Solution
Using stack: O(n) memory
We can store all the node elements (pointers) in a stack and then keep two pointers, one from the beginning and the other the top of the stack (last element initially). Consider an example for this approach:
List: 1->2->3->4
-- Step 1 --
Stack: 4 | 3 | 2 | 1
stack.top() -> 4
Head -> 1
Operation List Variables
temp = head->next 1->2->3->4 temp = 2, stack = 4 | 3 | 2 | 1
head->next = stack.top() 1 2->3->4 temp = 2, stack = 4 | 3 | 2 | 1
|________|
stack.top()->next = temp 1->4->2->3 temp = 2, stack = 4 | 3 | 2 | 1
|_____|
stack.pop() 1->4->2->3 temp = 2, stack = 3 | 2 | 1
|_____|
head = temp
-- Step 2 --
Now, head = 2, head->next = 3 and stack.top() = 3
if (head == top || head->next == top) { // this means that we have reached middle of the list
top->next = NULL; // set 3->next = NULL in above case
return;
}
See the code below and try it with another input, you’ll understand the approach.

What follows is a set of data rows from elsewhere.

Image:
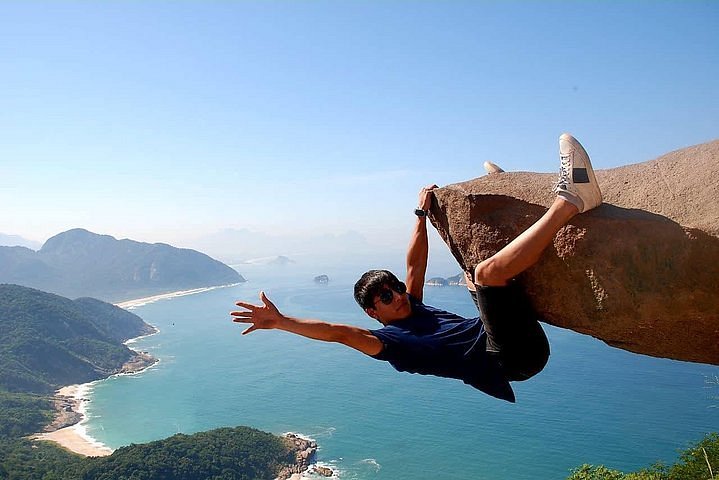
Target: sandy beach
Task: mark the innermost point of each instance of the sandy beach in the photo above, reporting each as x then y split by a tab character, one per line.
67	429
130	304
69	403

void reorderList(ListNode* head) {
ListNode *temp = head;
stack<ListNode*> s;
while (temp) {
s.push(temp);
temp = temp->next;
}
temp = head;
while (!s.empty()) {
ListNode *temp2 = temp->next, *top = s.top();
s.pop();
if (temp == top || temp2 == top) {
top->next = NULL;
return;
}
temp->next = top;
top->next = temp2;
temp = temp2;
}
}
Time complexity: O(n) Space complexity: O(1)
O(1) memory solution
The above solution is efficient in terms of time but not so good in terms of memory used. Consider the three step Java solution by wanqing below:
public void reorderList(ListNode head) {
if(head==null||head.next==null) return;
//Find the middle of the list
ListNode p1=head;
ListNode p2=head;
while(p2.next!=null&&p2.next.next!=null){
p1=p1.next;
p2=p2.next.next;
}
//Reverse the half after middle 1->2->3->4->5->6 to 1->2->3->6->5->4
ListNode preMiddle=p1;
ListNode preCurrent=p1.next;
while(preCurrent.next!=null){
ListNode current=preCurrent.next;
preCurrent.next=current.next;
current.next=preMiddle.next;
preMiddle.next=current;
}
//Start reorder one by one 1->2->3->6->5->4 to 1->6->2->5->3->4
p1=head;
p2=preMiddle.next;
while(p1!=preMiddle){
preMiddle.next=p2.next;
p2.next=p1.next;
p1.next=p2;
p1=p2.next;
p2=preMiddle.next;
}
}
Time complexity: O(n) Space complexity: O(1)